Testamento de Salgueiro Maia pede campa rasa

Em 1989, altura em que lhe foi diagnosticado um cancro, o capitão de Abril Salgueiro Maia decidiu fazer um testamento. Os seus desejos eram dois e eram simples. Um foi cumprido, o outro ainda não.

Escrito à mão no dia 28 de Junho de 1989, em Santarém, o texto, a que o SOL teve acesso, diz claramente que quer ser enterrado em Castelo de Vide sem honrarias de Estado e sem grandes gastos de dinheiro – o que pode contrariar algumas pretensões actuais de trasladar os seus restos mortais para o Panteão Nacional. “Determino que desejo ser sepultado em Castelo de Vide, em campa rasa, e utilizar o caixão mais barato do mercado, o transporte do mesmo deve fazer-se pelo meio mais económico, de preferência, em viatura militar”, esclarece. Sobre o funeral, pediu ainda “somente a presença de amigos”.

Salgueiro Maia viria a morrer três anos depois, no mês de Abril, e no enterro foi entoada a Grândola, Vila Morena, conforme vontade também expressa antecipadamente pelo capitão de Abril.

“Está enterrado numa campa rasa no talhão dos combatentes. Pusemos apenas uma lápide”, afirmou ao SOL o presidente da Câmara de Castelo de Vide, António Pita (PSD).

O coronel Matos Gomes, ex-capitão de Abril que conheceu Salgueiro Maia aos 12 anos e que o acompanhou durante toda a carreira militar, conhece bem o testamento. “O que escreveu é o que ele é e o que ele pensava.

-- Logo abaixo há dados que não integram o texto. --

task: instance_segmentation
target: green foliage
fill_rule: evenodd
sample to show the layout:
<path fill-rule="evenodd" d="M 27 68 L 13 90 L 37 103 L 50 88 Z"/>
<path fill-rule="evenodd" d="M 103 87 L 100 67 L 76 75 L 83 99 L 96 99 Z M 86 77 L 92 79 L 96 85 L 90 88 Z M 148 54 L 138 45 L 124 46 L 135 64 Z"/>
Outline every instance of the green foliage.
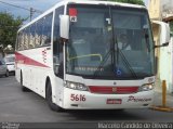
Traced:
<path fill-rule="evenodd" d="M 8 44 L 14 48 L 16 34 L 23 21 L 21 17 L 14 18 L 6 12 L 0 12 L 0 44 L 3 44 L 3 48 Z"/>
<path fill-rule="evenodd" d="M 109 0 L 109 1 L 145 5 L 143 0 Z"/>

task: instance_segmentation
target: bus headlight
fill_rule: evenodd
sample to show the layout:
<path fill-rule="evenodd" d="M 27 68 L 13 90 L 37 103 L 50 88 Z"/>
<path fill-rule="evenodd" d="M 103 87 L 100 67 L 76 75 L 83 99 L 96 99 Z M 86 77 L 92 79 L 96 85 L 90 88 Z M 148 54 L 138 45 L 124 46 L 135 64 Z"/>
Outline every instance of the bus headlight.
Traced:
<path fill-rule="evenodd" d="M 65 81 L 64 86 L 66 88 L 70 88 L 70 89 L 74 89 L 74 90 L 88 91 L 88 87 L 85 85 L 79 83 L 79 82 Z"/>
<path fill-rule="evenodd" d="M 139 88 L 139 91 L 152 90 L 152 89 L 154 89 L 154 85 L 155 85 L 155 83 L 146 83 L 146 85 L 143 85 L 143 86 Z"/>

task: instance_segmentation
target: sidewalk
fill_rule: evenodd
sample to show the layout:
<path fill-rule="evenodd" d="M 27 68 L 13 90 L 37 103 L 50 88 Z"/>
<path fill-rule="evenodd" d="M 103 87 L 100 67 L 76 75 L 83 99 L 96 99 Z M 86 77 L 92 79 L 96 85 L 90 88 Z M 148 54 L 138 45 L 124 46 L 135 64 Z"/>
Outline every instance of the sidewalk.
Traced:
<path fill-rule="evenodd" d="M 162 105 L 162 83 L 159 81 L 155 86 L 154 105 Z M 173 107 L 173 93 L 167 93 L 167 106 Z"/>

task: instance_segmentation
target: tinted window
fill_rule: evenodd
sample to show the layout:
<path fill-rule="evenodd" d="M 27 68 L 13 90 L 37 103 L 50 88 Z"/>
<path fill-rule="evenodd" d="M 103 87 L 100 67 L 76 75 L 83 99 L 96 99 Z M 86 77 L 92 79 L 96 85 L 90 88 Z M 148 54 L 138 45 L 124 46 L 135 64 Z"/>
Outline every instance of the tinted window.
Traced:
<path fill-rule="evenodd" d="M 43 24 L 43 30 L 42 30 L 42 44 L 51 43 L 52 16 L 53 16 L 53 13 L 44 17 L 44 24 Z"/>

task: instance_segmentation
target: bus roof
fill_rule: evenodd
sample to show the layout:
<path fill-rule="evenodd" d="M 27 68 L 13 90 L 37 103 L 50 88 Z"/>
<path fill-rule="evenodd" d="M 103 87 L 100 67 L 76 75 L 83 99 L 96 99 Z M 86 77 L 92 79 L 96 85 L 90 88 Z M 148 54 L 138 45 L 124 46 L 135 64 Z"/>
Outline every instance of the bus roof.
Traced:
<path fill-rule="evenodd" d="M 137 5 L 137 4 L 130 4 L 130 3 L 121 3 L 121 2 L 114 2 L 114 1 L 102 1 L 102 0 L 63 0 L 61 2 L 57 2 L 54 7 L 49 9 L 48 11 L 43 12 L 38 17 L 34 18 L 31 22 L 27 23 L 23 27 L 19 28 L 19 30 L 24 29 L 25 27 L 29 26 L 30 24 L 37 22 L 38 20 L 42 18 L 46 14 L 53 12 L 56 8 L 66 5 L 69 3 L 77 3 L 77 4 L 105 4 L 105 5 L 117 5 L 117 7 L 125 7 L 125 8 L 133 8 L 133 9 L 146 9 L 144 5 Z M 147 9 L 146 9 L 147 10 Z M 19 31 L 18 30 L 18 31 Z"/>

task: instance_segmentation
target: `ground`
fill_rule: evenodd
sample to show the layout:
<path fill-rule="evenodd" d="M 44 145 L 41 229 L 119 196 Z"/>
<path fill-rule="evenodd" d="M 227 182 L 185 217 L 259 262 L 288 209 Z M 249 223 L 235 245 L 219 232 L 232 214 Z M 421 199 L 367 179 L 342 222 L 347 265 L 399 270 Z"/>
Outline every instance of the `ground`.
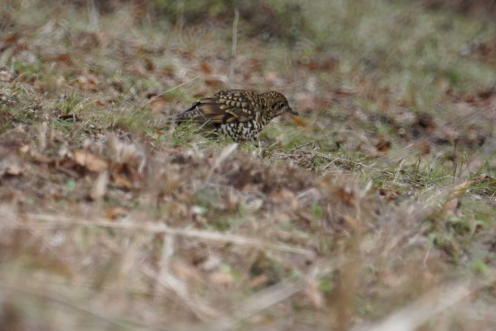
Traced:
<path fill-rule="evenodd" d="M 463 2 L 0 4 L 0 323 L 492 330 L 496 22 Z M 227 88 L 301 116 L 157 129 Z"/>

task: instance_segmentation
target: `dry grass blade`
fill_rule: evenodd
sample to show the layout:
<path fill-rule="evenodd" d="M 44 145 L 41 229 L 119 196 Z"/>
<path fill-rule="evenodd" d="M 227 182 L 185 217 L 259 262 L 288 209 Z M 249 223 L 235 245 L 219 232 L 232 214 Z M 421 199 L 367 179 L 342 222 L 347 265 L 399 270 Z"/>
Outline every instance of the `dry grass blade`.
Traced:
<path fill-rule="evenodd" d="M 97 219 L 93 221 L 88 221 L 72 219 L 62 215 L 50 215 L 44 214 L 30 214 L 29 218 L 31 220 L 44 221 L 49 223 L 57 224 L 71 224 L 81 225 L 83 226 L 94 227 L 102 226 L 104 227 L 127 229 L 134 230 L 142 230 L 153 233 L 165 233 L 175 234 L 177 235 L 191 237 L 209 240 L 217 240 L 227 242 L 232 242 L 239 245 L 247 245 L 253 247 L 264 247 L 268 249 L 302 254 L 310 259 L 314 258 L 315 252 L 309 249 L 295 247 L 287 245 L 278 245 L 271 244 L 269 242 L 257 240 L 250 238 L 247 238 L 241 236 L 224 234 L 219 232 L 210 231 L 190 230 L 186 229 L 176 229 L 169 227 L 165 224 L 149 223 L 143 224 L 142 222 L 137 221 L 129 221 L 128 223 L 117 223 L 109 222 L 104 219 Z M 33 226 L 36 227 L 36 226 Z"/>
<path fill-rule="evenodd" d="M 366 327 L 355 327 L 351 331 L 413 331 L 430 318 L 454 306 L 467 296 L 496 281 L 496 270 L 492 276 L 474 285 L 461 280 L 439 286 L 381 321 Z"/>
<path fill-rule="evenodd" d="M 8 282 L 0 282 L 0 288 L 4 291 L 14 292 L 19 297 L 27 296 L 32 300 L 36 298 L 42 300 L 45 303 L 52 303 L 60 305 L 64 308 L 69 308 L 81 313 L 91 317 L 93 320 L 100 320 L 109 325 L 119 328 L 120 330 L 134 330 L 137 328 L 145 328 L 146 330 L 170 330 L 170 328 L 156 328 L 150 327 L 137 321 L 132 320 L 128 317 L 125 318 L 123 316 L 113 316 L 108 312 L 102 311 L 92 308 L 91 307 L 85 306 L 77 302 L 76 300 L 68 297 L 65 294 L 60 291 L 56 291 L 53 289 L 43 289 L 35 288 L 32 285 L 24 283 L 22 285 L 12 284 Z"/>

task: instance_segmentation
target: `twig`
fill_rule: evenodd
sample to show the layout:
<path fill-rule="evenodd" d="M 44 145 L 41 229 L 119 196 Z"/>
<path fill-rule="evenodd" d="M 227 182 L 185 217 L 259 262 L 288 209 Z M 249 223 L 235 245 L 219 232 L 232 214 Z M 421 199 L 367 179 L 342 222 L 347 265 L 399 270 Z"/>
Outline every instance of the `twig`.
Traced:
<path fill-rule="evenodd" d="M 233 48 L 231 52 L 231 65 L 229 66 L 229 82 L 234 73 L 234 66 L 236 61 L 236 46 L 238 44 L 238 21 L 240 19 L 240 12 L 234 9 L 234 22 L 233 22 Z"/>
<path fill-rule="evenodd" d="M 480 290 L 496 280 L 496 270 L 488 273 L 491 275 L 476 285 L 468 280 L 450 282 L 429 293 L 394 313 L 382 321 L 372 325 L 352 328 L 352 331 L 413 331 L 429 319 L 441 313 L 472 293 Z"/>
<path fill-rule="evenodd" d="M 37 214 L 29 214 L 26 217 L 28 218 L 28 219 L 31 218 L 34 220 L 38 220 L 38 221 L 44 221 L 54 224 L 71 224 L 89 227 L 100 226 L 113 228 L 143 230 L 153 233 L 170 233 L 176 235 L 192 237 L 206 240 L 232 242 L 240 245 L 247 245 L 258 247 L 263 247 L 274 250 L 302 254 L 306 255 L 310 258 L 313 258 L 315 256 L 314 252 L 304 248 L 300 248 L 286 245 L 272 244 L 250 238 L 231 234 L 224 234 L 219 232 L 205 230 L 200 231 L 199 230 L 173 228 L 169 227 L 164 224 L 157 224 L 151 222 L 149 222 L 148 224 L 144 224 L 141 221 L 132 222 L 131 221 L 129 221 L 130 223 L 126 223 L 124 224 L 110 222 L 103 219 L 96 219 L 92 221 L 78 221 L 69 217 L 62 215 L 55 216 L 54 215 Z"/>

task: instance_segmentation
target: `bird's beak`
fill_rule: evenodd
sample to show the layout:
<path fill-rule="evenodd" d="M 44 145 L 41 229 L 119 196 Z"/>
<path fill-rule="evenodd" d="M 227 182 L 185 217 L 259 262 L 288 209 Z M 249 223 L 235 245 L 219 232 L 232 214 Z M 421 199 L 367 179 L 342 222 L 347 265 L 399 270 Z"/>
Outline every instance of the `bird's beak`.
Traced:
<path fill-rule="evenodd" d="M 293 110 L 293 109 L 290 107 L 286 106 L 286 112 L 289 112 L 289 113 L 292 114 L 293 115 L 296 115 L 297 116 L 300 116 L 300 114 L 299 114 L 295 110 Z"/>

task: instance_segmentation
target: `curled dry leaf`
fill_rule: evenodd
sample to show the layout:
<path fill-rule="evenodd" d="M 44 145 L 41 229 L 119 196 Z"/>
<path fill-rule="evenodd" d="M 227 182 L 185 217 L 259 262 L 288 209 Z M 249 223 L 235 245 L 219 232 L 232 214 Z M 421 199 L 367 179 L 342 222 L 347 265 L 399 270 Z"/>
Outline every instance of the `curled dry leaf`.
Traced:
<path fill-rule="evenodd" d="M 113 173 L 111 175 L 111 182 L 118 187 L 123 187 L 128 190 L 132 188 L 132 183 L 124 175 Z"/>
<path fill-rule="evenodd" d="M 230 274 L 226 273 L 213 273 L 208 276 L 208 279 L 214 284 L 230 287 L 234 283 L 234 278 Z"/>
<path fill-rule="evenodd" d="M 292 191 L 283 188 L 279 192 L 272 193 L 272 201 L 276 204 L 282 204 L 291 209 L 298 208 L 298 199 Z"/>
<path fill-rule="evenodd" d="M 324 303 L 324 297 L 318 289 L 318 284 L 314 279 L 307 277 L 306 280 L 307 286 L 305 287 L 305 294 L 310 299 L 314 307 L 316 308 L 321 308 Z"/>
<path fill-rule="evenodd" d="M 335 190 L 333 193 L 333 195 L 337 200 L 344 202 L 350 207 L 355 206 L 356 202 L 352 192 L 348 192 L 347 190 L 342 187 L 339 187 Z"/>
<path fill-rule="evenodd" d="M 200 62 L 200 70 L 206 75 L 212 73 L 212 68 L 205 62 Z"/>
<path fill-rule="evenodd" d="M 193 266 L 181 261 L 175 260 L 171 264 L 171 269 L 182 280 L 194 280 L 204 282 L 203 277 Z"/>
<path fill-rule="evenodd" d="M 453 198 L 451 200 L 448 200 L 444 204 L 444 206 L 442 206 L 441 216 L 443 218 L 446 218 L 448 216 L 455 215 L 458 207 L 458 198 Z"/>
<path fill-rule="evenodd" d="M 293 120 L 295 121 L 297 126 L 307 126 L 309 124 L 308 122 L 299 116 L 296 116 L 296 115 L 290 115 L 290 116 Z"/>
<path fill-rule="evenodd" d="M 102 171 L 108 169 L 108 161 L 100 157 L 83 150 L 74 151 L 74 160 L 80 166 L 92 171 Z"/>
<path fill-rule="evenodd" d="M 475 178 L 473 179 L 470 179 L 470 180 L 464 181 L 463 183 L 455 185 L 455 187 L 453 188 L 453 190 L 451 191 L 451 194 L 452 196 L 455 197 L 463 195 L 471 186 L 473 185 L 477 185 L 477 184 L 480 184 L 483 182 L 486 181 L 492 182 L 493 185 L 495 185 L 495 184 L 494 182 L 495 181 L 494 178 L 491 178 L 485 173 L 483 173 L 479 177 Z"/>
<path fill-rule="evenodd" d="M 18 165 L 12 165 L 5 169 L 5 173 L 11 176 L 18 176 L 22 173 L 23 170 Z"/>
<path fill-rule="evenodd" d="M 268 276 L 265 274 L 262 274 L 262 275 L 259 275 L 258 276 L 253 277 L 249 282 L 249 284 L 248 286 L 250 288 L 253 288 L 253 287 L 263 285 L 268 281 Z"/>

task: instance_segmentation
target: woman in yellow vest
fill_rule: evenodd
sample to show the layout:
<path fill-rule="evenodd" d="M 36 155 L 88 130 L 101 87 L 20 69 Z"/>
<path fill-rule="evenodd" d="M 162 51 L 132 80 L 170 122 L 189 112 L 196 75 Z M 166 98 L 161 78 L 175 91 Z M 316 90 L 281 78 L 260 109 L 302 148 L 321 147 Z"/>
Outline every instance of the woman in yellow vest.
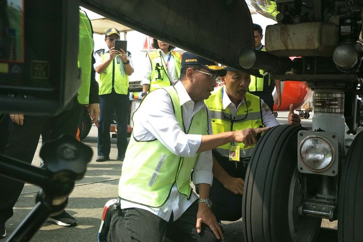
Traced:
<path fill-rule="evenodd" d="M 205 101 L 211 112 L 213 134 L 279 124 L 267 105 L 259 97 L 247 92 L 250 75 L 229 67 L 221 78 L 225 84 Z M 300 125 L 293 109 L 288 122 Z M 248 161 L 255 145 L 231 142 L 212 151 L 213 185 L 210 198 L 212 211 L 219 220 L 236 221 L 242 216 L 242 194 Z"/>
<path fill-rule="evenodd" d="M 172 86 L 179 79 L 182 55 L 175 47 L 154 38 L 151 46 L 157 50 L 146 54 L 146 71 L 141 81 L 143 98 L 148 91 Z"/>
<path fill-rule="evenodd" d="M 261 41 L 263 37 L 262 28 L 260 25 L 253 24 L 254 35 L 255 36 L 255 47 L 257 50 L 266 51 L 265 45 L 262 45 Z M 259 70 L 260 74 L 264 75 L 264 71 Z M 265 73 L 266 74 L 266 73 Z M 251 76 L 251 83 L 249 91 L 254 95 L 259 96 L 270 107 L 271 111 L 273 111 L 273 97 L 272 91 L 276 87 L 276 107 L 281 104 L 281 84 L 280 80 L 272 80 L 270 78 L 270 74 L 265 75 L 263 77 L 257 77 Z"/>

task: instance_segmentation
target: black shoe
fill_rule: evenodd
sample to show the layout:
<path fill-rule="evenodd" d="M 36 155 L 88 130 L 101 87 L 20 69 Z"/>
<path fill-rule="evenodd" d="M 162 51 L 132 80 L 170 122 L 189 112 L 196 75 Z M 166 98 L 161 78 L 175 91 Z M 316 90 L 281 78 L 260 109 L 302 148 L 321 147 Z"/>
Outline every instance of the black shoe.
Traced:
<path fill-rule="evenodd" d="M 63 211 L 61 213 L 57 216 L 49 217 L 46 220 L 46 222 L 54 223 L 65 227 L 73 227 L 77 226 L 77 221 L 76 221 L 76 219 L 65 211 Z"/>
<path fill-rule="evenodd" d="M 107 161 L 110 159 L 109 156 L 105 156 L 104 155 L 99 155 L 97 156 L 97 158 L 96 159 L 96 161 L 98 162 L 103 162 L 104 161 Z"/>
<path fill-rule="evenodd" d="M 119 154 L 118 154 L 117 156 L 116 156 L 116 160 L 118 160 L 119 161 L 123 161 L 123 160 L 124 159 L 125 159 L 124 155 L 120 155 Z"/>
<path fill-rule="evenodd" d="M 5 229 L 5 224 L 0 224 L 0 239 L 6 237 L 6 230 Z"/>
<path fill-rule="evenodd" d="M 112 215 L 121 209 L 118 199 L 113 199 L 106 203 L 102 212 L 102 221 L 98 230 L 98 242 L 107 242 L 107 235 L 110 230 Z"/>
<path fill-rule="evenodd" d="M 44 169 L 45 170 L 46 169 L 46 166 L 45 166 L 45 163 L 42 161 L 41 163 L 40 163 L 40 165 L 39 165 L 39 168 L 41 168 L 42 169 Z"/>

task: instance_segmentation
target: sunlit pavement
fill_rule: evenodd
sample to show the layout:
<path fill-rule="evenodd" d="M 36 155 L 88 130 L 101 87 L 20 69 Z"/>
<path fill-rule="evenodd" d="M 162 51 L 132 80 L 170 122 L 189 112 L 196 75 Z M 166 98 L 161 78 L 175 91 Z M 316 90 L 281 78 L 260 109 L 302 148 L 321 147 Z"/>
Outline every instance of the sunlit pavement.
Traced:
<path fill-rule="evenodd" d="M 297 113 L 297 112 L 296 112 Z M 279 112 L 277 120 L 280 123 L 287 123 L 287 112 Z M 312 118 L 302 120 L 302 126 L 311 128 Z M 78 226 L 73 227 L 63 227 L 49 223 L 45 223 L 33 238 L 32 241 L 39 242 L 91 242 L 96 241 L 101 223 L 103 206 L 108 200 L 117 196 L 118 180 L 121 172 L 122 162 L 116 159 L 117 151 L 116 139 L 112 139 L 111 160 L 96 162 L 97 131 L 93 126 L 89 136 L 83 141 L 93 150 L 94 154 L 89 164 L 85 177 L 77 181 L 71 194 L 66 209 L 78 222 Z M 39 142 L 32 165 L 38 166 L 40 163 Z M 39 191 L 35 186 L 26 184 L 19 200 L 15 204 L 14 216 L 6 225 L 8 234 L 10 234 L 21 220 L 30 212 L 35 204 L 35 197 Z M 222 221 L 225 231 L 225 241 L 243 241 L 242 231 L 242 222 Z M 323 226 L 336 228 L 336 223 L 324 221 Z M 6 240 L 3 240 L 5 241 Z"/>

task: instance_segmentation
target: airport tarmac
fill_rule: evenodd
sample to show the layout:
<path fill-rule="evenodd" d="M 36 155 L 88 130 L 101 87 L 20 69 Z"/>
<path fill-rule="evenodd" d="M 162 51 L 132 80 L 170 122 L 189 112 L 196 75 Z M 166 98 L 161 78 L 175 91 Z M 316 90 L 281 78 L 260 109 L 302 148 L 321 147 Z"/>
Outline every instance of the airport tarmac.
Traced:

A sua vontade foi muito bem expressa”, afirmou ao SOL, considerando, contudo, que a família é que deve decidir pois estão dois valores em jogo: “A vontade do próprio expressa em testamento e o direito da sociedade em ter um seu representante excepcional no lugar dos portugueses excepcionais que é o Panteão”. A viúva do militar, Natércia Maia, esteve incontactável esta semana.

Museu ainda por criar

A proposta de trasladar Salgueiro Maia para o_Panteão foi lançada há duas semanas pelo socialista Manuel Alegre como forma também de assinalar o 40.º aniversário do 25 de Abril. Já outro capitão de Abril, o coronel Sousa e Castro considera que o desejo de Salgueiro Maia “foi cumprido” em 1992 e que a trasladação seria “uma situação diferente”. “Seria uma atitude adequada se se quisesse homenagear o 25 de Abril”, disse ao SOL.

O outro desejo expresso naquele testamento, que se encontra depositado nos arquivos da Câmara Municipal de Castelo de Vide, diz respeito à constituição de um museu, projecto que, ao fim de 20 anos, ainda não existe. “Do meu espólio em ornamento e artigos correlativos, tudo aquilo que minha mulher e filhos não desejem conservar, desejo que seja património de Castelo de Vide”, lê-se.

António Pita diz que a autarquia já recebeu um espólio com armamento e fardas e que, no seguimento de um protocolo assinado em 2002 com o Governo, já dispõe de um imóvel e de um projecto da autoria de António Baptista Pereira, mas que o Estado central “ainda não cumpriu a sua parte” que era a de o integrar na rede nacional de museus para lhe dar dimensão nacional.

Esta semana, a presidente da Assembleia da República e os líderes parlamentares começaram a discutir as comemorações dos 40 anos do 25 de Abril. Integrada nesse programa, está a trasladação dos restos mortais da escritora Sophia de Mello Breyner Andersen para o Panteão Nacional.

Assunção Esteves apresentou algumas sugestões. Uma delas é a exibição das chaimites na Assembleia da República. Este símbolo da revolução de Abril representa o domínio do poder militar sobre o poder político e a ideia motivou algumas reservas entre os deputados, que decidirão daqui a duas semanas.